Simon Jones's reverse-swinging methods have left the Australians struggling in the current series © Getty Images
If only Channel 4, with its wondrous assortment of armchair techno-analysing and lowbrow jargon busting was broadcasting cricket in 1992:
"So you see Richie, on the left screen, the little dark gentleman is busy introducing the ball to a bottle top and on the right we see that very ball swinging very late at high speed straight into the base of leg stump. This is swing but unconventional, swing but reverse to what you would expect. And that is what the Pakistanis and Wasim Akram and Waqar Younis in particular, have been doing right throughout this series."
See, that was the last time a battered old ball swinging when it shouldn't, created such fuss. Then, it was a fantastical, other-worldly creation of a malevolent, wild-eyed, wild-haired, moustachioed medium-pacer from the subcontinent. Moreover, it was an invention cloaked in a maelstrom of fingernails, bottle tops and knives. Now, the inventor is a wily, ingenious even, resistor of conditions: "Yes, yes, Sarfraz Nawaz discovered the art. He was a clever one, he was, a little askew but intelligent." And the bottle tops?
Thirteen summers on, reverse swing has become, apparently and belatedly, legit. Articles are telling us that the skill stands on the brink of becoming the soul of this Ashes series. In 1992, despite being the mind, body and soul of Pakistan's 2-1 series win, it was the tarnishing of a series.
And don't you know, there is now a science to it too? One article on a website in Australia reveals to us the secrets of reverse swing and there's not a single freakishly long nail, knife or jar of Vaseline in sight. What is it? Who invented it? For what purpose? Why is it so deadly? What is its impact on the game? The trick, it is said, is to keep one side of the ball completely dry and even scuffed and the other as polished as possible and wet. Vitally, the whole team must work very hard on getting the ball into that condition. This is reverse swing for dummies, taught as Newtonian laws of motion might be in Physics refresher courses; rationalized and legitimized.
And if you're still not sure, then of course, you can always call up the true father of English reverse swing, Mickey Stewart. He, after all knew, back in 1992 as manager of England for the last time, exactly what reverse swing was and how it was done. Except he would never tell anyone then and the Pakistani version of working really hard on the ball as a team and getting one side dry and rough and the other wet and polished just didn't cut any ice.


Wasim Akram and Waqar Younis produced lethal displays of reverse swing on Pakistan's 1992 tour of England © Getty Images
Now, opponents must plan assiduously to combat it, and planning doesn't come any more assiduous than with the Australians. Use lower back lifts, Mark Taylor tells us, for that was what Allan Border did to nullify Wasim and Waqar, although Justin Langer thinks it is detrimental to fluency, and he should know. Others move extravagantly outside off-stump to open up the leg-side as well as reduce the likelihood of a leg-before. And if all else fails, then just accuse them of picking the seam. No wait.
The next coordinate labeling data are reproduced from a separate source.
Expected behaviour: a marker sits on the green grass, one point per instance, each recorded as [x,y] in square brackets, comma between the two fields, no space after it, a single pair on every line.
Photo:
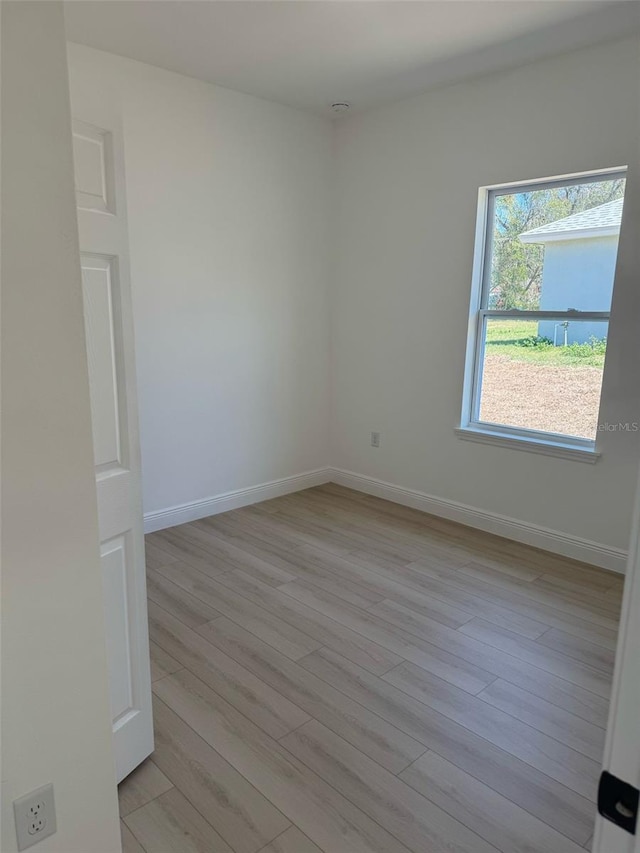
[505,337]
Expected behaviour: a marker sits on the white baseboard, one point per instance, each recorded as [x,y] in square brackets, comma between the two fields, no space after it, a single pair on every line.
[182,513]
[605,556]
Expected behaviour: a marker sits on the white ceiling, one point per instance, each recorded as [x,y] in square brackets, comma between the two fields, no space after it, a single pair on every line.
[310,53]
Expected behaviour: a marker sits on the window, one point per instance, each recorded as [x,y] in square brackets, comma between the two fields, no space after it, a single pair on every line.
[543,281]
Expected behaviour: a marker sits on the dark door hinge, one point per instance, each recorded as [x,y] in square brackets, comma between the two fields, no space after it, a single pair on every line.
[618,802]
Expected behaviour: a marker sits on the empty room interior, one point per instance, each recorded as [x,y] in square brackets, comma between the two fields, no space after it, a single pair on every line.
[321,426]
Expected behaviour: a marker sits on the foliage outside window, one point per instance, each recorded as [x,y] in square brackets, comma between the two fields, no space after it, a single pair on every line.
[540,310]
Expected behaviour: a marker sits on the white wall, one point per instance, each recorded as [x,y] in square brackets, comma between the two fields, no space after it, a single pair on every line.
[55,706]
[406,183]
[228,218]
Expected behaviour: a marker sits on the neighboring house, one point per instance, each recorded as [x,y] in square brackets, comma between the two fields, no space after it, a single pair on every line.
[579,265]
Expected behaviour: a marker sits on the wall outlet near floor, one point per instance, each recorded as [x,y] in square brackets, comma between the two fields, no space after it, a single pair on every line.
[35,816]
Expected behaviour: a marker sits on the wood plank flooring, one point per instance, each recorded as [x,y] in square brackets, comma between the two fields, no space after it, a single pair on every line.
[333,673]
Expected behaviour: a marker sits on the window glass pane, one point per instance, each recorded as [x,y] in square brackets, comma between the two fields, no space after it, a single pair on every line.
[555,249]
[543,375]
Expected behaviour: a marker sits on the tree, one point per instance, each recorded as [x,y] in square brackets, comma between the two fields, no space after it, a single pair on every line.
[516,268]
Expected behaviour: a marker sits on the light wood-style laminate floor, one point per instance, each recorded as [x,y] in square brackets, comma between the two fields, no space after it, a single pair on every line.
[333,672]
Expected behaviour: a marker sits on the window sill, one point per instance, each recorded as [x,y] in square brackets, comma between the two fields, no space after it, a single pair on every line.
[529,445]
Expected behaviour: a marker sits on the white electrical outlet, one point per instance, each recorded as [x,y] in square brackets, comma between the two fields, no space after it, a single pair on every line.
[35,815]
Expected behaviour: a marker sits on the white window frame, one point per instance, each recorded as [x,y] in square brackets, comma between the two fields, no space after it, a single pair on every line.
[471,427]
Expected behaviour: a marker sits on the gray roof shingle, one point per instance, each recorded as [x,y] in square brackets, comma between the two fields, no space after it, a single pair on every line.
[604,218]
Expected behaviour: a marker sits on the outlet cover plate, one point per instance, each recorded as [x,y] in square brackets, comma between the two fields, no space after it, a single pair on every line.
[35,807]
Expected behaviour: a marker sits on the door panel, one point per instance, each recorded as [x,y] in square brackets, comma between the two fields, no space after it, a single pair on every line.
[100,193]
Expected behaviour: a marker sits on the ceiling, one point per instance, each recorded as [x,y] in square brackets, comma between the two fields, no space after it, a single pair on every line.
[311,53]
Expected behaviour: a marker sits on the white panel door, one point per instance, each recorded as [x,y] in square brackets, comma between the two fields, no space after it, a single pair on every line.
[100,193]
[622,747]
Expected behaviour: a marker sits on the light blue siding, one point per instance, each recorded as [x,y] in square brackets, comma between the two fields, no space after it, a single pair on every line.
[577,274]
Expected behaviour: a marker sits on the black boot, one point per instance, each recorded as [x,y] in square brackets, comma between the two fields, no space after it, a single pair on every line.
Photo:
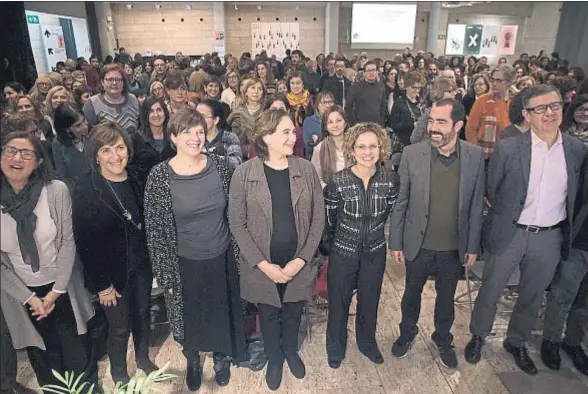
[273,374]
[193,373]
[222,368]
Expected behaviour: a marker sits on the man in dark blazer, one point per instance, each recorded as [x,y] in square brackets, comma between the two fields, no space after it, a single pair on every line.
[532,182]
[571,281]
[436,223]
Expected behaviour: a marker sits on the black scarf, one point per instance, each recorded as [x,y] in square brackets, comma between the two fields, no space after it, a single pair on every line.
[20,206]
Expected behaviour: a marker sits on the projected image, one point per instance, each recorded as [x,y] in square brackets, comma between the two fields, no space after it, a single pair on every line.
[383,23]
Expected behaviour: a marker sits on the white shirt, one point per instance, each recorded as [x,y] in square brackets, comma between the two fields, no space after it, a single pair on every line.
[45,233]
[547,192]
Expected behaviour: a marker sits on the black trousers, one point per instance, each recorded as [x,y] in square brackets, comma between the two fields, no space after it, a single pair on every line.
[279,329]
[364,273]
[65,349]
[8,358]
[131,314]
[447,268]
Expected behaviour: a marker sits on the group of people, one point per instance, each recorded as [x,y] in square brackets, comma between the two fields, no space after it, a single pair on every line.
[231,182]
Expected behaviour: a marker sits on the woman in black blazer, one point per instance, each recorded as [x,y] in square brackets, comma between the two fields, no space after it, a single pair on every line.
[109,232]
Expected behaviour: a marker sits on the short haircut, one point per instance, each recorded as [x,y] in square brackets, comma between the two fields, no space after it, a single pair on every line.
[457,108]
[174,80]
[507,70]
[45,170]
[536,91]
[351,136]
[114,67]
[184,119]
[265,124]
[515,110]
[105,133]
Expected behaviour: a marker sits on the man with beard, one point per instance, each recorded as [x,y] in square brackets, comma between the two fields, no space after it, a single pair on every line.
[338,84]
[441,232]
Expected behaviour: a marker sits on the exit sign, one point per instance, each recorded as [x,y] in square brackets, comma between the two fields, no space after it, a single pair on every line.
[33,19]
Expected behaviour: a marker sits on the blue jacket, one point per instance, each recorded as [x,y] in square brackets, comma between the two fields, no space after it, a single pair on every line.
[311,126]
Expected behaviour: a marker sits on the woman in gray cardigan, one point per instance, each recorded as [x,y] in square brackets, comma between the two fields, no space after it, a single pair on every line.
[43,296]
[276,214]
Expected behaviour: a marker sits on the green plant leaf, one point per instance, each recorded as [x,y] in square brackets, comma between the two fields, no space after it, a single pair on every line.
[59,377]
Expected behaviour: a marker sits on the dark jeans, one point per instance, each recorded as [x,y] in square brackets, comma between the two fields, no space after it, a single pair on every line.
[447,268]
[279,328]
[65,349]
[8,354]
[131,314]
[364,273]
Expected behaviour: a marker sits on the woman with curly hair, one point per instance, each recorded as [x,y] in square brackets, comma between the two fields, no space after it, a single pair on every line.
[358,201]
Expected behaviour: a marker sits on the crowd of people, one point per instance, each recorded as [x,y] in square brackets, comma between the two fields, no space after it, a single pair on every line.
[236,180]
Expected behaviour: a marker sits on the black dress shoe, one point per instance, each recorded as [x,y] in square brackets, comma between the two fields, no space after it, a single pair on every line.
[334,363]
[193,374]
[296,366]
[273,374]
[550,354]
[222,369]
[521,357]
[578,357]
[473,350]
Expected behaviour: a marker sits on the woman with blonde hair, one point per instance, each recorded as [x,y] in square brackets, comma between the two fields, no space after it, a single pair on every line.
[243,117]
[358,201]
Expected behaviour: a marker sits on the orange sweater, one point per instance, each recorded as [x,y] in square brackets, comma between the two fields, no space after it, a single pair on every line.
[487,117]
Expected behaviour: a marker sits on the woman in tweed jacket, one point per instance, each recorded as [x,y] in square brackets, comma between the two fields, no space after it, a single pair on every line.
[192,250]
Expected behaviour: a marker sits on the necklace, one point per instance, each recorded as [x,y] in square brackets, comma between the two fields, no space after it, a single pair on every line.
[125,212]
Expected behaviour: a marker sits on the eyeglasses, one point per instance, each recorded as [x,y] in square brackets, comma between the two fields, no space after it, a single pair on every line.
[112,80]
[366,148]
[540,109]
[11,152]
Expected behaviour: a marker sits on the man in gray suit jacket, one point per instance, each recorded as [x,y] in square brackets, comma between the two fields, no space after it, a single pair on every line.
[532,183]
[436,223]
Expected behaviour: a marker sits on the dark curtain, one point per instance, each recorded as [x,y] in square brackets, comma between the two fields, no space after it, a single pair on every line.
[572,34]
[93,32]
[18,63]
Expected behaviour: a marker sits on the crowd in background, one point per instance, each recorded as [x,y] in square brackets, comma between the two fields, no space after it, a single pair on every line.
[231,178]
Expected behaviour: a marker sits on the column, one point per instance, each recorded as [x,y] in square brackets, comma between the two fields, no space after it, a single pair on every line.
[106,28]
[218,27]
[434,16]
[332,27]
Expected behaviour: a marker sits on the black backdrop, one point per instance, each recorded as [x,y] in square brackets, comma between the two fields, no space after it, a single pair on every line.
[16,54]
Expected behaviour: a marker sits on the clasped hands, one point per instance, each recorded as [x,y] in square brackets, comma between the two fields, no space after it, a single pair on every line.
[42,307]
[281,275]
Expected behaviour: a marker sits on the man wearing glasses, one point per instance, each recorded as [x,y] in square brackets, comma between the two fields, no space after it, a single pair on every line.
[367,101]
[532,183]
[489,115]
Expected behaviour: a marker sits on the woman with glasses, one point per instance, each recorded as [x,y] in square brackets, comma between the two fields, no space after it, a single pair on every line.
[114,103]
[358,201]
[311,127]
[575,120]
[232,84]
[44,300]
[407,110]
[107,216]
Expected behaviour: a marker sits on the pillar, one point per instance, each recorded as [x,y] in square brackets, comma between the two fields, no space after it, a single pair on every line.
[331,27]
[434,17]
[106,28]
[218,27]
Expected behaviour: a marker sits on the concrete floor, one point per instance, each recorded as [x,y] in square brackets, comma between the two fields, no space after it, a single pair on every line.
[419,373]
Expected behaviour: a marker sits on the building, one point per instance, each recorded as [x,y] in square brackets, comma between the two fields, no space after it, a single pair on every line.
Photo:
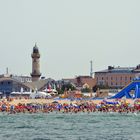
[35,64]
[116,77]
[80,81]
[10,83]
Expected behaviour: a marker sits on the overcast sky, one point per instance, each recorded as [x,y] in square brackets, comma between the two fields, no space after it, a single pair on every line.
[69,33]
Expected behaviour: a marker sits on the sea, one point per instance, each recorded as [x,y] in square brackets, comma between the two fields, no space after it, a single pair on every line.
[60,126]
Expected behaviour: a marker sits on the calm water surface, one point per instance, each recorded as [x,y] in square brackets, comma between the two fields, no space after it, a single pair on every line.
[82,126]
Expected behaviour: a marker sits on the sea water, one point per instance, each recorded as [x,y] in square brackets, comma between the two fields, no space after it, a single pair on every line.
[60,126]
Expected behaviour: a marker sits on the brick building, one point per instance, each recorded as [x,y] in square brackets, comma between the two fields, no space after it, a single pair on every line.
[116,77]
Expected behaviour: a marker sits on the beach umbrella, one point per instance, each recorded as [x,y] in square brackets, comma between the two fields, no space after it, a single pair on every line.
[136,91]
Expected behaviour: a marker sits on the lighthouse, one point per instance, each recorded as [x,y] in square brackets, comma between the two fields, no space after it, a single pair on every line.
[35,64]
Shed of its oriental mystique and illicit implications, reverse swing, appropriately perhaps, has risen to grace rather than fallen from it. Dark art to legit science, villain to hero, vilified to lionised, Flintoff 2000 to Flintoff 2005, Bosie to googly.
Of course, 1992 and 2005 are not one and the same. There are still differences in what Wasim and Waqar did and what Flintoff and Jones do. For one, the Pakistani duo usually had the decency to wait at least 40-50 overs, and sometimes even 65-70, before they started. Young Jones starts reversing as early as the 15th over, which says something not only about his ability but also how hard the England team must work on the ball. (Exactly what it says, however, nobody except Mickey Stewart is certain.)
And back then, the two Ws conjured only the most frenzied disintegrations from situations of relative idyll: 197 for 3 finished 255 all out at Lord's; 292 for 2 at Headingley became 320 all out; 182 for 3 at The Oval swiftly ended 207 all out. In the current series, the havoc realised by an old ball is a little more prosaic; Australia "collapsed" from 194 for 3 to 308 at Edgbaston or 119 for 3 to 302 all out, sustained yes but lacking the sheer statistical madness of 1992. And tellingly, as Edgbaston and Old Trafford proved, tailenders are not as prone to this reverse swing as they were once.
Now, in a few months' time, what Gideon Haigh referred to as one of the headline trends of the 1990s, will complete an astounding rehabilitation. With England arriving in Pakistan, the spiritual and necessary home of the skill, with two of the best practitioners now on their side, reverse swing completes as admirable a tale of redemption as any, an apt closure from a disreputable past. And if it turns out that Wasim at Lancashire and Waqar at Glamorgan had anything to do with Flintoff and Jones's mastery of this skill, then well, isn't that just the cutest thing?